India’s small private firms build temperature-controlled sites

Shivthar, India: There is a flurry of temperature-controlled warehouse construction in India to prevent the large-scale waste of fruit and vegetable production but these sites are mostly small-scale private enterprises, according to a Reuters special report on India’s food chain.

The food chain in India is undergoing large-scale change. “There is a view that this is a structural shift and pulses, milk, meat, eggs, fish, protein items – these are sectors where you need to concentrate,” Abhijit Sen, who sits on the government’s planning committee, said in a speech earlier this month.

Those shifts have been under way for years but are accelerating with rapid urbanization and the expansion of India’s middle class. India is getting wealthier: per capita income surged to $1,265 in 2010 from $857 in 2006, nearly a 50% increase, according to the World Bank and IMF.

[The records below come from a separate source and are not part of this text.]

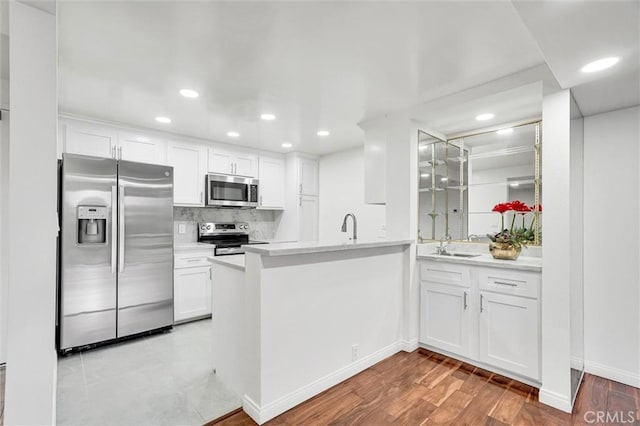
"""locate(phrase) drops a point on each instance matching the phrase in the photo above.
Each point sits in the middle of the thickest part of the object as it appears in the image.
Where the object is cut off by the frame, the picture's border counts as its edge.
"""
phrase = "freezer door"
(87, 292)
(145, 249)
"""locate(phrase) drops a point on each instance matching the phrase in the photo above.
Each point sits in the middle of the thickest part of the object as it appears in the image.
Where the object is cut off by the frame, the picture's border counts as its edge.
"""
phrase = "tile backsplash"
(262, 223)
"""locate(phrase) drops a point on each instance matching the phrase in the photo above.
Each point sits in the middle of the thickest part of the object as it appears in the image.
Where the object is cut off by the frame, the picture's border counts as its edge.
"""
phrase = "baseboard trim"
(555, 400)
(409, 345)
(612, 373)
(263, 414)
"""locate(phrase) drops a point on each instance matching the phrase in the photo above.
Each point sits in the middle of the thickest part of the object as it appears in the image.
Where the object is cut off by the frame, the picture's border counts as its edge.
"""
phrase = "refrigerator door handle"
(114, 228)
(121, 230)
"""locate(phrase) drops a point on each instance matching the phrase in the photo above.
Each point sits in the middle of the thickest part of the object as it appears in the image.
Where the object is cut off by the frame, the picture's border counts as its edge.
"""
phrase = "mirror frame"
(537, 146)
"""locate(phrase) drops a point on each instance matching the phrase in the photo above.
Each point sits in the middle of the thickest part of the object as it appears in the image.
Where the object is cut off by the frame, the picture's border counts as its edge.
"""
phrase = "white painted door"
(89, 139)
(509, 333)
(445, 317)
(192, 293)
(307, 218)
(141, 148)
(220, 161)
(246, 165)
(308, 177)
(271, 183)
(188, 173)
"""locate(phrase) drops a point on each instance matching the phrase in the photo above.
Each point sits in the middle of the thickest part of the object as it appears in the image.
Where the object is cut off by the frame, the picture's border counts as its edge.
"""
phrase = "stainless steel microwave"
(231, 191)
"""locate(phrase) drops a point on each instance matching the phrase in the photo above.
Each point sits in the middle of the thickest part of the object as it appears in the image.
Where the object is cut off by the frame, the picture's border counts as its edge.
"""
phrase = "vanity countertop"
(524, 263)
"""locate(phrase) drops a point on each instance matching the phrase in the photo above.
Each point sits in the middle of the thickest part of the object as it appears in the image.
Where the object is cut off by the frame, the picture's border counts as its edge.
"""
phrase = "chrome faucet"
(355, 225)
(444, 243)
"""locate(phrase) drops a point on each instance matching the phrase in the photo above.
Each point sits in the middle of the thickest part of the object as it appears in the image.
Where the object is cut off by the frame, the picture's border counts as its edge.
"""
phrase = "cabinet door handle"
(505, 283)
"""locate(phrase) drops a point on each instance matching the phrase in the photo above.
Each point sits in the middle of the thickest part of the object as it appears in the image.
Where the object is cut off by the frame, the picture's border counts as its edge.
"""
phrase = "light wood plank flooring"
(425, 388)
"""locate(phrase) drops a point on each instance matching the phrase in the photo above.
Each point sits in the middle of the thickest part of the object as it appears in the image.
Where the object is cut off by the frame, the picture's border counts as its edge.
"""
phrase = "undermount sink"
(458, 254)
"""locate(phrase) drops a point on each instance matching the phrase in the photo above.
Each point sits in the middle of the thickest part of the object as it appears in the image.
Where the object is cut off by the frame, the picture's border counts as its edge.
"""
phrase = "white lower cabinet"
(444, 317)
(486, 315)
(191, 287)
(509, 333)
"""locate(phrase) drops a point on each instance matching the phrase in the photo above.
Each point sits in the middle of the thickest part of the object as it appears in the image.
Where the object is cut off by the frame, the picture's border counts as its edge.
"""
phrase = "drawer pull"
(505, 283)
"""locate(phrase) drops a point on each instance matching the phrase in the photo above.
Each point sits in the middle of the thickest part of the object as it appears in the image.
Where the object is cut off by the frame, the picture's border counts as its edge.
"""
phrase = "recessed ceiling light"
(484, 117)
(600, 64)
(189, 93)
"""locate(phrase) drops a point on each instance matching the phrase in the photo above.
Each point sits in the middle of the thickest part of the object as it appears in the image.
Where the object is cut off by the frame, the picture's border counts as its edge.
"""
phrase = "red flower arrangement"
(515, 236)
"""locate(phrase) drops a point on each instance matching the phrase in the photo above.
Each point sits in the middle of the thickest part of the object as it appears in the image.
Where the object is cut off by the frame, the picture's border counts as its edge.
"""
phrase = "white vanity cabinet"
(192, 285)
(444, 300)
(488, 316)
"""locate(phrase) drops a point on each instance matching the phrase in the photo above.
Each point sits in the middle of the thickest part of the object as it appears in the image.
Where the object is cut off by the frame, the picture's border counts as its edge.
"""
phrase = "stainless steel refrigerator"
(116, 249)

Middle class households are expected to grow 67% in the next five years, bringing over 53 million households into an annual income bracket between 340,000 and 1.7m rupees ($7,600-38,000).

Bijay Kumar, managing director of the National Horticulture Board, says having more money than your parents is pushing up demand for high-protein foods. “Rising income levels are allowing people to spend on high value stuff,” he says.

In 2009-10, Indians boosted spending on fruit and vegetables by nearly 9% over the year earlier and spent almost 31% more on meat, eggs and fish. “A dietary transformation is underway in the country and demand for high value, vitamin and protein rich food such as fruit, vegetables, milk, eggs, poultry, meat and fish is increasing,” the International Food Policy Research Institute said in a study this year.

Ashok Gulati chairman of the government’s commission on farm prices and costs favours modernizing distribution networks. Supply chains should be shortened, by making it easier for retailers and food processors to buy direct from farmers. Although many states now allow retailers to do this outside the regulated local markets known as mandi, in practice poor infrastructure makes that difficult.

India’s supply chains are fragmented and often involve several layers of middlemen between tractor and table. Its road system is clogged and underdeveloped, while railway freight turnaround times are slow with limited availability of refrigerated freight vans. Cold storage of about 24 million tonnes is woefully inadequate for the world’s second-biggest producer of fruit and vegetables. All of this means availability of fresh produce is highly regionalized.